Safety first is a core value at Idaho Power. The company’s goal is to maintain an injury-free work environment and to protect the safety of its employees, customers and the public. Safety is each employee’s responsibility and is always more important than the work being performed.
All employees are required to comply with the company’s safety policy and standards. Specifically, employees are expected to adhere to the following:
- Comply with applicable safety rules, laws and regulations, including those of the Occupational Safety and Health Administration (OSHA).
- Comply with the provisions of the company’s Safety Standards.
- Stop work and question unforeseen hazards.
- Speak up to their leader or the employee in charge when safety issues arise.
- Report willful or repeated violations of the company’s safety policies and report general disregard for established safe work practices or employee or public safety.
The company maintains an Executive Safety Committee to ensure implementation of these safety policies and to assess and update them as needed.
Idaho Power does not operate in a High Baseline Water Stress area or an Extremely High Baseline Water Stress area. Using the World Resources Institute’s Water Risk Atlas, Idaho Power’s service area is in Low and Low-to-Medium Water Stress Areas.
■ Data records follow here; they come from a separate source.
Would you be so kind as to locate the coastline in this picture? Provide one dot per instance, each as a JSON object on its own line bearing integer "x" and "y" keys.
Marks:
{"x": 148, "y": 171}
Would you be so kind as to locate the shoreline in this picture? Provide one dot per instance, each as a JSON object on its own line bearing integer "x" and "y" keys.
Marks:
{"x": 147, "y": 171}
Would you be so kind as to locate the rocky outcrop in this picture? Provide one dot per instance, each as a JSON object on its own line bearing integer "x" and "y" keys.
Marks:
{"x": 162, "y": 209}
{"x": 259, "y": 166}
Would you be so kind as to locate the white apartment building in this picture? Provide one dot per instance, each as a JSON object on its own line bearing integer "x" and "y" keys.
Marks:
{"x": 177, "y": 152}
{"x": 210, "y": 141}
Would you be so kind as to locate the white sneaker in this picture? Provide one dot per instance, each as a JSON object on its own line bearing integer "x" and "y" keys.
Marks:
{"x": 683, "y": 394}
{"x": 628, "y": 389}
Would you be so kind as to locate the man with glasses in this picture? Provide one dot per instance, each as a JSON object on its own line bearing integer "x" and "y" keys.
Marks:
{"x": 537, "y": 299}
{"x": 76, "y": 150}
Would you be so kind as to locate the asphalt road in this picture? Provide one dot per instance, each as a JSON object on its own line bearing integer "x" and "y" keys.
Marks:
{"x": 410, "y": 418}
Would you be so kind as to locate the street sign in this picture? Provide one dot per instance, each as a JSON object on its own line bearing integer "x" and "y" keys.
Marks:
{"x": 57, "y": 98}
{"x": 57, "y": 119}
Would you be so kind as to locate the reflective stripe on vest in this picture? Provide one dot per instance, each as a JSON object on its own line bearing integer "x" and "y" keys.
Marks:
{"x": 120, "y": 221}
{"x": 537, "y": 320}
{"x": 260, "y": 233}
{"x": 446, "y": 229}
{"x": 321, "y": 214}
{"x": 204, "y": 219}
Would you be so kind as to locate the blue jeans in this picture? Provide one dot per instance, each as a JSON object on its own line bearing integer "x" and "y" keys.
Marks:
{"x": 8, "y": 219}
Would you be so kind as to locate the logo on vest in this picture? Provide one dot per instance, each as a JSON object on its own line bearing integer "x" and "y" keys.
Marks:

Water Withdrawal Risk Management
Idaho Power and multiple other entities withdraw water from the Snake River Basin. To address impacts on available groundwater and surface water, Idaho Power implements a successful weather modification program in the Snake River Basin. The company partnered with an existing program in the upper Snake River Basin and has cooperatively expanded the existing weather-modification program, along with forecasting and meteorological data support. In 2014, Idaho Power expanded its cloud-seeding program to the Boise and Wood River basins, in collaboration with basin water users and the Idaho Water Resource Board (IWRB). Wood River cloud seeding, along with the upper Snake River activities, will benefit the Eastern Snake River Plain Aquifer (ESPA) Comprehensive Aquifer Management Plan (CAMP) implementation through additional water supply. These efforts are ongoing.